Commander of the People's Liberation Army Joint Logistics Support Force
- In office August 2021 – October 2024
- Preceded by: Li Yong [zh]
- Succeeded by: Wang Kangping

Personal details
- Born: 1962 (age 63–64) China
- Party: Chinese Communist Party

Military service
- Allegiance: People's Republic of China
- Branch/service: People's Liberation Army Ground Force
- Rank: Lieutenant general

= Wang Liyan =

Chinese Lieutenant General

Wang Liyan (王立岩 (Wáng Lìyán); born 1962) is a lieutenant general in the People's Liberation Army of China.

He is an alternate of the 20th Central Committee of the Chinese Communist Party.

==Biography==
Wang was born in 1962.

He once served as deputy director of the Headquarters of the Second Artillery Force (now People's Liberation Army Rocket Force) and dean of the NCO Vocational and Technical Education School of the Second Artillery Force Engineering University.

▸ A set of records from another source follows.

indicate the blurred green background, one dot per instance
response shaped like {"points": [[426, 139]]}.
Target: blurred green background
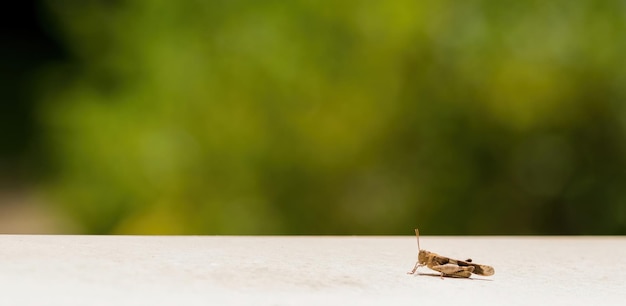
{"points": [[318, 117]]}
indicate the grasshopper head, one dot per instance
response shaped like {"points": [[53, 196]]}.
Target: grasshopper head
{"points": [[422, 257]]}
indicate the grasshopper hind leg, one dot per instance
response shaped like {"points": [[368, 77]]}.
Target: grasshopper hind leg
{"points": [[451, 270]]}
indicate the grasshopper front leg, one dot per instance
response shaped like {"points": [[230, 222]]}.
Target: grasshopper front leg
{"points": [[452, 270], [417, 265]]}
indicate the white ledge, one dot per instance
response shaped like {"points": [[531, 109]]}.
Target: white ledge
{"points": [[303, 270]]}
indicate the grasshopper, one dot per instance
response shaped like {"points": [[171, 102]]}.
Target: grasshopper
{"points": [[446, 266]]}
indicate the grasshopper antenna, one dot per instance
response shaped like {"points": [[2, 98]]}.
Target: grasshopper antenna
{"points": [[417, 236]]}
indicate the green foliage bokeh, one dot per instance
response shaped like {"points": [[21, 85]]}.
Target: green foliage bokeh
{"points": [[340, 117]]}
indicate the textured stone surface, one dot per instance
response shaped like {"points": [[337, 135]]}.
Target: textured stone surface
{"points": [[301, 270]]}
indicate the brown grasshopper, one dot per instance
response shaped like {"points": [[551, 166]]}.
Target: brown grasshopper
{"points": [[446, 266]]}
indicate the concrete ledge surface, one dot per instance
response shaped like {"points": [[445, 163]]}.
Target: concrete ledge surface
{"points": [[306, 270]]}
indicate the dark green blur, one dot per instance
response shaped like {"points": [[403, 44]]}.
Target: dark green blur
{"points": [[338, 117]]}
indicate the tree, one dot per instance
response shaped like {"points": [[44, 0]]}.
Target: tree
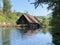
{"points": [[54, 5]]}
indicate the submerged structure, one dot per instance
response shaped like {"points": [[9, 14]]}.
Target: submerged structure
{"points": [[28, 21]]}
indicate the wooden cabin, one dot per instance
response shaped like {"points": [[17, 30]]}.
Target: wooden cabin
{"points": [[28, 20]]}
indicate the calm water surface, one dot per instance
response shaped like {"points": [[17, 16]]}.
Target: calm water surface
{"points": [[15, 36]]}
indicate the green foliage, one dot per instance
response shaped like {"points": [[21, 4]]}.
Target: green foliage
{"points": [[55, 21]]}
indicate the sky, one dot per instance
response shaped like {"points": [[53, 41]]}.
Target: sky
{"points": [[25, 6]]}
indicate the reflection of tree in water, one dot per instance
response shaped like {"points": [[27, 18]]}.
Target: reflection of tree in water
{"points": [[44, 30], [56, 36], [5, 36]]}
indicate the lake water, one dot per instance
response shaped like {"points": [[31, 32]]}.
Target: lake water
{"points": [[16, 36]]}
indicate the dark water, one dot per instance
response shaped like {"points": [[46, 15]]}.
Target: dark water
{"points": [[16, 36]]}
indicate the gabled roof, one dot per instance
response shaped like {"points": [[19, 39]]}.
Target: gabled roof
{"points": [[31, 19]]}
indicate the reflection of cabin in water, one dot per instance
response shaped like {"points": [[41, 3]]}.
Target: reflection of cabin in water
{"points": [[28, 20]]}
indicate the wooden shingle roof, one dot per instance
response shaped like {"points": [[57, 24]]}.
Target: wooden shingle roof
{"points": [[31, 19]]}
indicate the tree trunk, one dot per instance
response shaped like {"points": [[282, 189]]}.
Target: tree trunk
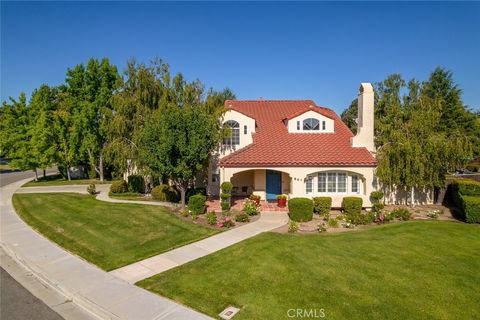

He became deputy chief engineer of the 54th Base of the Second Artillery Force in 2012, he remained in that position until July 2014, when he was appointed deputy chief of staff of the South China Sea Fleet.

In 2019, he was made deputy director of the General Office of the Central Military Commission, and served until August 2021, when he was promoted to commander of the People's Liberation Army Joint Logistics Support Force.

He was promoted to the rank of major general (shaojiang) in December 2013 and lieutenant general (zhongjiang) in August 2021.